Le droit à l’avortement en 2018 : en progression ou menacé ?
Bien que acquis depuis 1975 en France, aujourd’hui majoritairement considéré comme fondamental pour les droits des Femmes (exception sera faite de la Marche pour tous), l’avortement est pourtant encore interdit dans une vingtaine des pays du globe. Au cours de l’année 2018, ce droit a encore évolué, a gagné un peu de terrain, mais reste menacé. Petite rétrospective.

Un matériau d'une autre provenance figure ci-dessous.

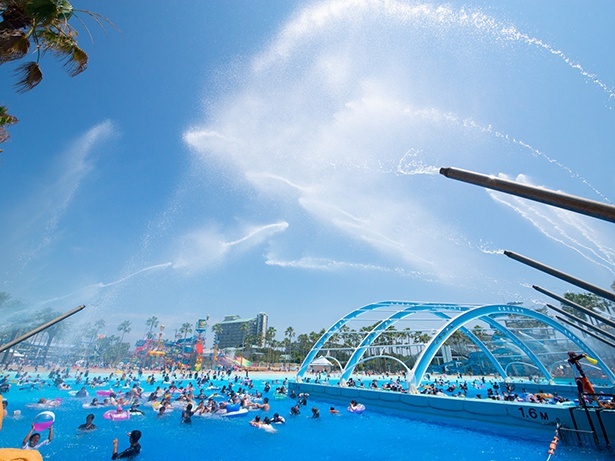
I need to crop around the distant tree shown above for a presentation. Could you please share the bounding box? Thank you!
[145,315,159,339]
[117,320,132,343]
[0,0,115,152]
[561,293,615,320]
[179,322,192,340]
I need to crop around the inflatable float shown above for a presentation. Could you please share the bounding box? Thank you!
[215,408,248,418]
[0,448,43,461]
[348,403,365,415]
[26,398,62,410]
[33,411,56,432]
[103,410,130,421]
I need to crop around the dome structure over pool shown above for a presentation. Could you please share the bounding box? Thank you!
[297,301,615,389]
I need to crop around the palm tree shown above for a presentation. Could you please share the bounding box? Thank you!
[0,0,115,147]
[145,315,159,339]
[239,323,250,349]
[284,327,295,364]
[265,327,277,363]
[179,322,192,341]
[117,320,132,343]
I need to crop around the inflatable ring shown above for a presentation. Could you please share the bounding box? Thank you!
[0,448,43,461]
[103,410,130,421]
[348,403,365,415]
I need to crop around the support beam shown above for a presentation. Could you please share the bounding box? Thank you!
[547,303,615,341]
[0,306,85,353]
[556,316,615,348]
[504,250,615,302]
[532,285,615,328]
[440,168,615,223]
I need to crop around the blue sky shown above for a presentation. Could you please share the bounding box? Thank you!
[0,0,615,339]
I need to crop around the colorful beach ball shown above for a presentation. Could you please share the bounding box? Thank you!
[34,411,56,432]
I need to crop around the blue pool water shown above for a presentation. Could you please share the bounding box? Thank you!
[0,374,613,461]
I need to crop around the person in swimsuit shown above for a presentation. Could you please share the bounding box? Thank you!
[21,424,53,450]
[111,430,141,459]
[77,413,96,431]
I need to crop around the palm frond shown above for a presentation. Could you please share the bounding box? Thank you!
[0,106,19,126]
[0,29,30,64]
[42,28,88,77]
[15,62,43,93]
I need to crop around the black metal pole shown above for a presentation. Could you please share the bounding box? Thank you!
[440,168,615,223]
[504,250,615,302]
[556,316,615,347]
[0,306,85,353]
[547,303,615,340]
[532,285,615,327]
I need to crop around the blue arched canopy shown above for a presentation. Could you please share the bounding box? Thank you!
[297,301,615,388]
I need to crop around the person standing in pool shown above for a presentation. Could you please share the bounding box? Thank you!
[568,351,602,406]
[77,413,96,432]
[182,403,194,424]
[111,430,141,459]
[21,424,53,450]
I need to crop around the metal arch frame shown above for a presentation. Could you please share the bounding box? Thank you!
[412,304,615,386]
[323,354,344,370]
[354,354,413,382]
[295,301,454,383]
[340,303,514,388]
[296,301,615,386]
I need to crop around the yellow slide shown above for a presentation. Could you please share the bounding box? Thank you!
[0,448,43,461]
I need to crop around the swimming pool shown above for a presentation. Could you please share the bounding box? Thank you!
[0,379,613,461]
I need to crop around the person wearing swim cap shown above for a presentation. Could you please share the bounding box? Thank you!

Parce qu’un peu de bonnes nouvelles fait du bien, on se rappellera d’abord de l’année 2018 comme d’une grande victoire, en Irlande. Le 25 mai dernier avait lieu un référendum constitutionnel sur la légalisation de l’avortement, ou plutôt sur l’abrogation du 4e amendement, qui l’interdisait. Parmi une participation record de 61% des citoyens, ce sont 66% de « oui » qui ont été comptabilisés à la fin du vote. Malgré une partie de la population fervente défenseuse du « non », le premier ministre Léo Varadkar a souligné l’importante base de soutien donnée par ce vote et félicite l’avancement progressiste de la société irlandaise, historiquement très conservatrice car très religieuse. Il ne restait plus au parlement qu’à autoriser l’avortement par une loi ordinaire. C’est donc une loi historique qui a été votée le 13 décembre dans la chambre irlandaise, et qui par son approbation légalise officiellement l’IVG. Un beau cadeau de fin d’année.
De l’autre côté de l’Atlantique, il est plus difficile de parler de progressisme. L’arrivée au pouvoir de Trump aux États-Unis en 2016 et de Bolsonaro au Brésil en novembre dernier ont accéléré une fragilisation de ce droit déjà instable dans les deux pays. Au Brésil tout d’abord, la décriminalisation de l’avortement avait commencé à être discutée à la Cour Suprême en août, alors que la législation ne l’autorise seulement en cas de viol, de malformation ou de danger vital pour la mère. Mais le populiste Bolsonaro et ses positions extrêmes en terme de questions sociales risquent fortement de mettre fin à cette discussion, le nouveau président étant formellement opposé à cette pratique médicale. Comme d’ailleurs à toutes pensées progressistes, ce qui inquiète les communautés LGBT+, étrangères du Brésil et les écologistes du monde entier. Avec le début de cette nouvelle présidence, l’évolution du pays est à suivre avec la plus grande attention.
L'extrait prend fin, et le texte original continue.